Youth fishing camp participants caught on quickly. By day three, they were casting from shore like pros.
“Catching fish is a blast… I caught eight fish today and four yesterday,” said Aiden Plante, a 10-year-old who attended the Rhode Island Saltwater Anglers Association’s (RISAA) Youth Fishing Camp last month.
Aiden was one of fifty children from 7 to 14 years old that participated in the June 27th to 29th RISAA Youth Fishing Camp, which was held at Rocky Point State Park in Warwick, RI. Camp partners included the Rhode Island Department of Environmental Management (DEM) and U.S. Fish & Wildlife Service.
Steve Medeiros, president of the RISAA said, “A lot goes on when you fish. It appeals to our sense of adventure and teaches us patience. It is one of those activities where science and art converge. Fishing allows us to build a lifetime of memories and friendships with those we fish with.”
Medeiros said, “Our aim this year (the second year of the camp) was to add more fishing time to the camper experience. In addition to fishing from shore and on private vessels we added a trip on the Seven B’s party boat out of Pt. Judith, RI.”

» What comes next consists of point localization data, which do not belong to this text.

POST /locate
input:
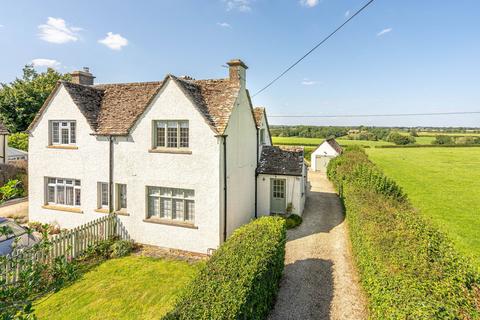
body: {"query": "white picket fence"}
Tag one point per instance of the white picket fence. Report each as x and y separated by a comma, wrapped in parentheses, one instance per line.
(70, 244)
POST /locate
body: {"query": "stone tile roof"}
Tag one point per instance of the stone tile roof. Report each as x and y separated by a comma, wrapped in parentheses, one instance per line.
(258, 113)
(113, 109)
(123, 104)
(281, 161)
(334, 144)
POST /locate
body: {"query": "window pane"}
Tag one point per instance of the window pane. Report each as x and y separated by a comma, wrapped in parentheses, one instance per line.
(184, 137)
(166, 208)
(172, 136)
(104, 194)
(60, 194)
(55, 132)
(51, 194)
(160, 137)
(65, 136)
(77, 197)
(122, 195)
(73, 137)
(178, 209)
(190, 210)
(69, 196)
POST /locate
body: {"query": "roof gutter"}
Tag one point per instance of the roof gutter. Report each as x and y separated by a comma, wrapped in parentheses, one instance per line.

“We are proud to partner with RISAA on its Youth Fishing Camp again this year,” said DEM Director Janet Coit. “Providing opportunities for our children to get outdoors and connect with nature is so important. Kudos to RISAA for putting on this camp and inspiring a love of fishing in our young people. It is efforts like this that will help shape a whole new generation of environmental stewards. Terrific!”
Topics covered over the three-day camp included fish identification, conservation, use of spinning and conventional gear and tackle, basic marine biology, how and why to use different baits and lures, casting from shore and fishing from private boats as well as a party/charter boat.
“I liked collecting and identifying fish in the net,” said Tiffany MacPherson, a 10-year-old from Pawtucket, RI. Tiffany was referring to the purse seine net that DEM staff deployed from shore to collect sea life samples. Children then examined the catch in a small pool, receiving education on sea life that was caught and how it relates to the environment. Kimberly Sullivan, who leads DEM’s Aquatic Resource Education (ARE) program, and her staff played a major role in fish identification and all marine biology aspects of the camp program.
The success of the program is best summed up by a note RISAA received from camper Kennan Hunter:
“Dear Saltwater Anglers: Thank you for doing this camp and allowing me to participate in it. It was the first time I either fished or was on any boat.”